Gwyn frowned. “I didn't look for them.”

“Think about it. Can you recall her prints in the sand? When you rounded the curve in the beach and found she'd disappeared, didn't you think to try following her prints?”

Uneasily, Gwyn said, “No. I didn't.”

He nodded. Sadly, he said, “Gwyn, I don't like to suggest this, but, could you have imagined seeing the footprints, as you've imagined seeing the ghost itself?”
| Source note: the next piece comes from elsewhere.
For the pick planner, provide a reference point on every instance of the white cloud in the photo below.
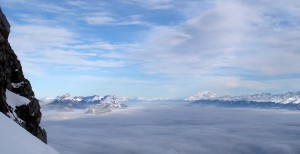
(149, 128)
(153, 4)
(100, 19)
That notion had not occurred to her. Now it did, and it rested on her mind like a dark, cold worm. Summoning up her last dregs of self-confidence, she said, “I'm sure the prints were real.”

“There's one way to find out,” he said.

She stood up. “We'll go look.”

They stood on the beach, looking down at the white sand, the sea wind ruffling their hair. They were both silent, each waiting for the other to say something, each aware that the silence could not last forever, each dreading the beginning of the conversation.

At last, Gwyn looked up at him, afraid, embarrassed, but determined to go on. She wiped at her eyes and said, “I didn't imagine them. I'm sure I saw them.”

Only one set of footprints led from the stone steps to the edge of the water, and only one set of footprints came back: both made by the same person, both made by a girl wearing a pair of tennis shoes, both sets made by herself.

“I saw them,” she said, again, more quietly this time, as if she had ceased to try to convince him and was only trying, now, to make herself believe it.

“I'm sure you did,” he said.

“I mean really saw them,” she insisted.

“Gwyn, you should come back to the house and rest.”

“I'm not crazy.”

“I didn't say you were.”

Desperate, striking out at him because she could not see anyone or anything else to strike out at, she said, “You implied it!”

“I didn't mean to imply it,” he said.

He was walking slowly toward her.

She didn't move away.

She looked at the sand.

It was still marked only by her prints.

He said, “I've told you, I don't think your problem is anything so severe as a complete mental breakdown. Emotional instability, yes. You've been through so very much, so many deaths, Gwyn. You need a lot of rest, a lot of relaxation. You have to get your mind off the past and learn to look forward to the future.”

“I saw those prints.”

He said, “I feel responsible for this, in a small way. I shouldn't have given you the room with a sea view. I shouldn't have reminded you, that way, of your sister.”

Only half-listening to him as he drew nearer, she bent and looked more closely at the sand. “Look here,” she said.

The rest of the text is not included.